Popular device: Blackberry Private


Sony is working on making fixes available for its Qualcomm devices.

“Sony Mobile takes the security and privacy of customer data very seriously. We are aware of the QuadRooter vulnerability and are working to make security patches available through normal and regular software maintenance, both directly to open market devices and through our carrier partners, so timelines may vary by region and/or carrier . »

Popular device: Sony Xperia Z Ultra


Motorola is another manufacturer capable of delivering good news.

“Recently, a potential security vulnerability, Quadrooter, was discovered in some Android devices. This potential vulnerability can only be exploited if a user disables Android’s built-in security measure and downloads a malicious app. For more information on how to disable this, this link is helpful for consumers.»

Popular device: moto x


HTC is a bit quiet about QuadRoot given that at least two of their devices are at risk.
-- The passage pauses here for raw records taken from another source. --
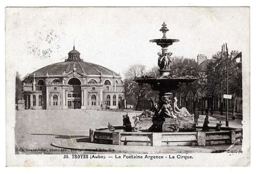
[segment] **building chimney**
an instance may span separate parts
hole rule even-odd
[[[204,54],[198,54],[197,55],[197,63],[200,64],[206,60],[206,56]]]
[[[238,54],[239,54],[239,52],[237,50],[232,50],[231,53],[231,59],[234,59]]]

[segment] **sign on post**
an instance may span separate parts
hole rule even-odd
[[[232,99],[232,95],[223,95],[223,98]]]

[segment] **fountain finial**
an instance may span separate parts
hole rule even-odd
[[[162,24],[162,27],[160,29],[160,31],[161,31],[163,32],[163,39],[166,39],[166,35],[165,35],[165,33],[167,31],[169,31],[169,29],[168,29],[167,27],[166,27],[166,24],[164,21],[164,23]]]

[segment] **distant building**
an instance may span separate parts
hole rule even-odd
[[[29,74],[23,82],[25,109],[103,109],[124,107],[119,75],[83,61],[75,49],[64,62]]]
[[[241,52],[238,51],[232,51],[231,52],[230,56],[232,61],[235,61],[236,59],[240,58],[241,63]],[[214,60],[213,59],[207,59],[206,56],[203,55],[198,54],[198,63],[199,66],[199,69],[200,70],[200,73],[204,76],[205,78],[206,77],[206,71],[207,65],[212,62]],[[240,67],[241,68],[241,67]],[[221,98],[221,96],[219,96],[218,98],[212,98],[211,96],[207,96],[206,93],[202,94],[198,93],[198,108],[199,110],[205,110],[206,107],[208,108],[211,107],[211,100],[212,99],[212,108],[213,111],[219,111],[220,108],[220,104],[221,100],[223,100],[223,111],[226,112],[226,100]],[[235,105],[234,107],[233,105]],[[235,98],[232,98],[231,102],[228,103],[228,108],[230,111],[233,111],[234,109],[235,112],[241,113],[242,110],[242,98],[241,96],[235,96]]]

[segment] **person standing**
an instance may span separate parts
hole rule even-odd
[[[199,114],[198,113],[198,108],[197,107],[194,113],[194,122],[197,125],[198,125],[198,119],[199,118]]]

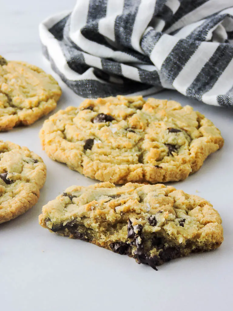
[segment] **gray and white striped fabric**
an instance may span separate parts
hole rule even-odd
[[[233,106],[233,0],[78,0],[39,34],[54,70],[83,97],[167,88]]]

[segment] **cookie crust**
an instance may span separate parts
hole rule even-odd
[[[40,137],[51,159],[116,184],[184,179],[224,142],[190,106],[121,95],[59,111],[45,122]]]
[[[0,56],[0,131],[29,125],[56,108],[62,94],[50,75]]]
[[[72,186],[43,207],[40,224],[156,267],[223,240],[222,220],[204,199],[164,185]]]
[[[0,141],[0,224],[35,205],[46,175],[40,157],[25,147]]]

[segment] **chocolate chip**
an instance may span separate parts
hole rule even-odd
[[[7,64],[7,61],[6,59],[1,56],[0,56],[0,66],[3,66],[4,65]]]
[[[130,132],[130,133],[136,133],[135,131],[134,131],[132,128],[126,128],[126,131],[128,131],[128,132]]]
[[[66,192],[63,192],[62,195],[63,197],[68,197],[71,201],[72,201],[74,197],[78,197],[75,195],[72,195],[71,194],[69,194],[69,193],[67,193]]]
[[[63,227],[63,229],[67,229],[69,233],[73,235],[73,237],[75,239],[78,239],[79,240],[82,240],[83,241],[89,240],[85,233],[80,232],[78,231],[78,227],[80,226],[74,223],[74,221],[70,221],[68,223]]]
[[[92,110],[93,111],[94,110],[94,107],[92,107],[92,106],[89,106],[88,107],[84,108],[83,110],[85,110],[86,109],[89,109],[89,110]]]
[[[179,222],[180,223],[180,225],[181,226],[181,227],[184,227],[185,225],[185,218],[184,218],[183,219],[181,219],[181,220],[179,220]]]
[[[159,257],[166,262],[176,258],[180,253],[179,250],[175,247],[168,247],[160,253]]]
[[[122,242],[111,243],[109,244],[109,246],[113,252],[120,255],[126,255],[129,247],[128,244]]]
[[[179,133],[179,132],[182,132],[180,130],[178,130],[178,128],[168,128],[167,129],[169,133]]]
[[[137,234],[140,235],[142,233],[143,227],[141,225],[136,225],[134,227],[134,231]]]
[[[51,230],[54,232],[56,232],[59,230],[61,230],[63,228],[63,226],[62,224],[59,224],[57,225],[53,224],[52,229],[50,230]]]
[[[14,182],[13,180],[10,180],[7,178],[7,173],[2,173],[0,174],[0,178],[1,178],[3,181],[7,184],[7,185],[10,185]]]
[[[114,194],[113,195],[108,195],[107,196],[111,197],[112,199],[116,199],[117,197],[120,197],[121,195],[120,194]]]
[[[163,245],[163,239],[161,237],[155,236],[151,241],[153,246],[156,246],[157,248],[162,248]]]
[[[155,218],[155,215],[151,215],[148,217],[148,220],[151,226],[154,226],[157,225],[157,220]]]
[[[89,138],[85,141],[85,145],[83,146],[83,149],[85,150],[87,150],[88,149],[91,150],[91,148],[94,145],[94,139],[92,138]]]
[[[114,118],[109,114],[101,113],[97,114],[93,120],[93,123],[99,123],[101,122],[111,122],[115,120]]]
[[[135,233],[134,231],[134,227],[132,225],[132,222],[129,218],[128,218],[129,222],[128,224],[128,235],[127,239],[133,239],[135,236]]]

“HTC takes customer security very seriously. We are aware of these reports and are investigating them.”

Popular Devices: HTC 10, HTC One M9

One Plus

OnePlus plans to include a QuadRoot update in its next patch just in case of unforeseen circumstances.

“Security is a top priority for OnePlus. Appropriate security patches will be included in the next OTA (over-the-air updates) for all OnePlus devices.”


There has been no official announcement from Samsung yet.

Popular Devices: Galaxy S7, Galaxy S7 Edge


Again, there is no official statement from LG yet.

Popular Devices: LG G5, LG G4, LG V10

Time to worry?

As with most security vulnerabilities, you must remain vigilant. These vulnerabilities exist, but unless you download an app with the appropriate malicious code, you are unlikely to find your device compromised.

The Google Play Store contains many millions of apps; application containing malicious code, designed to exploit these particular bugs, any of them could be. So be on the lookout. Check feedback. Double-check the developer and publisher information. Look at the download numbers. Consider common scams. Don’t download funny apps that offer to turn your phone into something it’s not.

You must evade any potential intruders before your device manufacturer releases patches to bring your security down to zero. . However, this last bug further highlights the risks inherent in the entire Android security model. Unlike Apple, which can simply develop a patch and deploy it to its hundreds of millions of users, critical Android security patches must travel through each manufacturer’s supply chain before reaching the users they are meant to help.

I love Android and will continue to use it, but as a user you have to be on your guard.

Worried about QuadRoot? Does the number of Android vulnerabilities make you reconsider the platform? Let us know your thoughts below!